Dari Gerompol, perjalanannya untuk terus menuntut ilmu belumlah selesai. Manan pun meneruskan langkahnya ke sebuah pondok pesantren yang diasuh KH Abbas di daerah Wlingi Blitar. Selanjutnya, berturut-turut dirinya menjadi santri di Pesantren Siwalayan Panji Sidoarjo, Pesantren Gayam Jombang, dan Pesantren Tegalsari Ponorogo. Semua itu dilakoninya dengan penuh kesungguhan.

Selain itu, remaja yang gemar mengkhatamkan Alquran ini juga pernah belajar di pondok pesantren yang dikelola Syaikhona Kholil al-Bangkalani di Pulau Madura, Jawa Timur. Pesantren ini memang sangat legendaris. Kiai Kholil pun dikenal luas sebagai gurunya para ulama nusantara.

Maka dari itu, Manan selalu memanfaatkan waktu dengan sebaik-baiknya tatkala belajar di sana. Madura ternyata menjadi persinggahan baginya sebelum bertolak ke luar negeri. Santri Syaikhona ini berkesempatan menunaikan ibadah haji.

 

 

Perjalanan ke Tanah Suci itu dilakukannya tidak hanya untuk berhaji, tetapi meneruskan rihlah keilmuan. Tidak hanya para syekh Makkah dan Madinah, guru-guru dari Nusantara pun menjadi tempatnya menuntut ilmu selama di dua kota suci. Di pusat keilmuan Islam ini, ia belajar kurang lebih selama sembilan tahun.

Setelah puas belajar di Tanah Suci, ia pun pulang ke kampung halamannya di Desa Jatirejo, Kandangan, Kediri. Dengan ilmu agama yang didapatkannya, ia pun membantu mengajar para santri yang diasuh oleh ayahnya, Kiai Ilyas.

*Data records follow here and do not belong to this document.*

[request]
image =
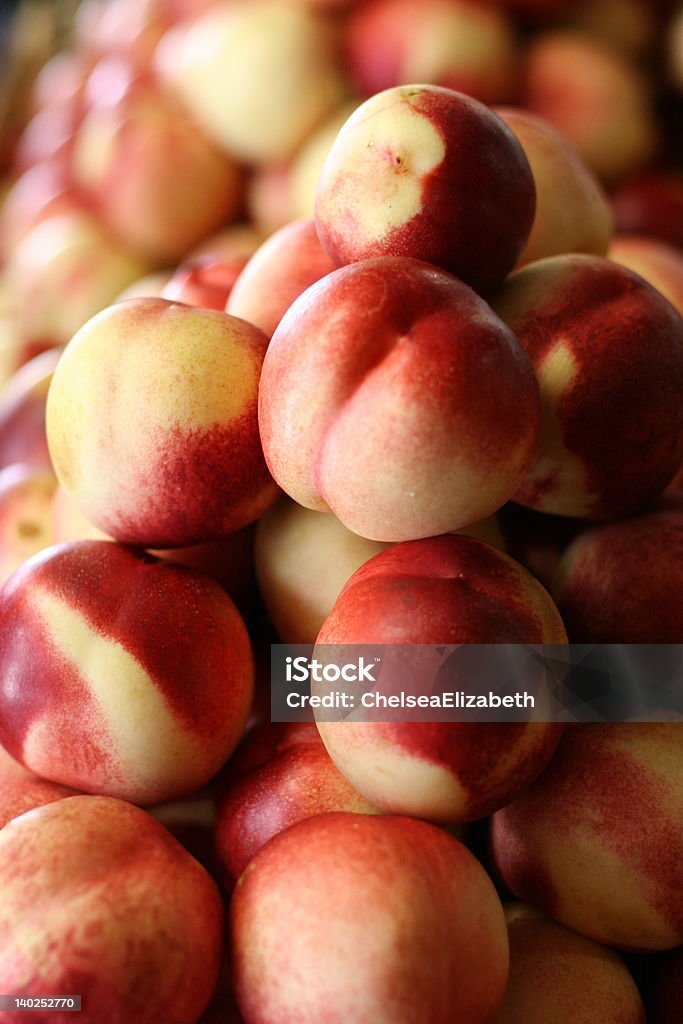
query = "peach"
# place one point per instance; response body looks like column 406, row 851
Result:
column 65, row 270
column 596, row 97
column 597, row 841
column 353, row 918
column 158, row 184
column 572, row 214
column 26, row 513
column 152, row 423
column 20, row 791
column 441, row 591
column 651, row 204
column 559, row 976
column 99, row 900
column 240, row 49
column 607, row 350
column 392, row 396
column 287, row 263
column 268, row 199
column 430, row 173
column 80, row 615
column 660, row 264
column 303, row 559
column 23, row 413
column 623, row 582
column 459, row 44
column 297, row 781
column 237, row 242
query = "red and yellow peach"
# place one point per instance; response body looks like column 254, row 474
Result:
column 136, row 676
column 607, row 350
column 441, row 591
column 98, row 899
column 392, row 396
column 296, row 780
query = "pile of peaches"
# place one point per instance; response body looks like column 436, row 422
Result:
column 343, row 322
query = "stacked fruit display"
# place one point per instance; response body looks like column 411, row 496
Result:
column 315, row 328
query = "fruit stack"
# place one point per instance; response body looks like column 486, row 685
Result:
column 349, row 322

Tak berapa lama kemudian, KH Manan masih menyempatkan untuk belajar lagi ke Pondok Pesantren Al Ashriyah di Dusun Jalen, Desa Setail, Kecamatan Genteng. Pesantren ini disebut-sebut sebagai pesantren tertua di seluruh Banyuwangi.

Lembaga tersebut didirikan oleh KH Abdul Basyar, seorang ulama yang juga pendekar asal Banten. Dengan semangat belajar dan akhlaknya, Manan pun dipercaya oleh Kiai Abdul Basyar untuk menjadi lurah Pesantren Al Ashriyah.

 

 

Saat nyantri di pesantren ini, usianya sudah tidak muda lagi. Tambahan pula, ilmu-ilmu agamanya pun diakui oleh kiainya sendiri. Karena itu, tak berselang lama, Kiai Abdul Basyar menikahkan santri kesayangannya tersebut dengan salah satu putrinya yang bernama Siti Amisyatun.

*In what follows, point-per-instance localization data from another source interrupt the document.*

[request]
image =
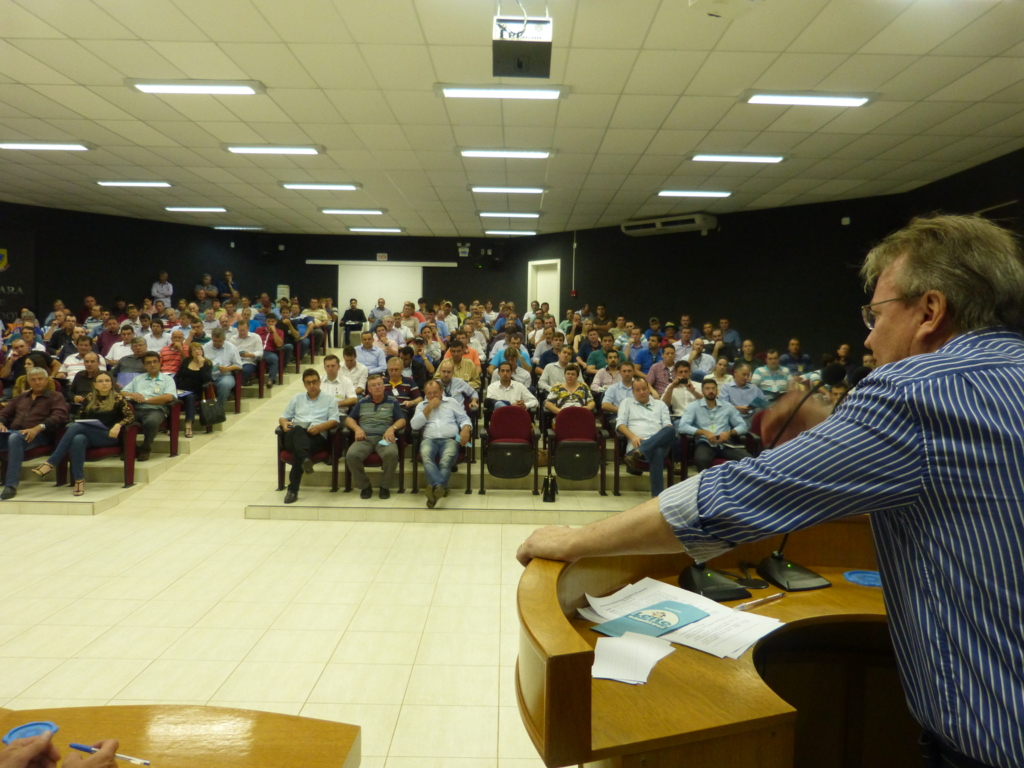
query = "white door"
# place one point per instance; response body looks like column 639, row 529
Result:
column 544, row 284
column 396, row 284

Dari penikahannya ini, Kiai Manan dikarunia 12 putra dan putri, yaitu Nyai Siti Robi'ah Askandar, Tabsyrul Anam, Ma'ariful Waro, Rofiqotuddar ri, Nuryatun, Ma'rifatun, Khosyi'atun, Kamalu din, Abdul Malik Luqoni, Mutamimmah, Munawarroh dan Zubaidah.

Pada masa pendudukan Jepang di Indonesia, istri Kiai Manan wafat. Setelah beberapa waktu menduda, ia menikah lagi dengan seorang wanita bernama Hajjah Umtiyatun. Dari istri keduanya ini, dirinya dikaruniai sembilan orang anak. Mereka adalah Nyai Asliyatun, Moh Soleh, KH Fahruddin, Moh Dalhar, Nyai St Aisyah, Dewi, Dafi'ul Bala', Nyai Mariyati dan KH Toha Muntaha.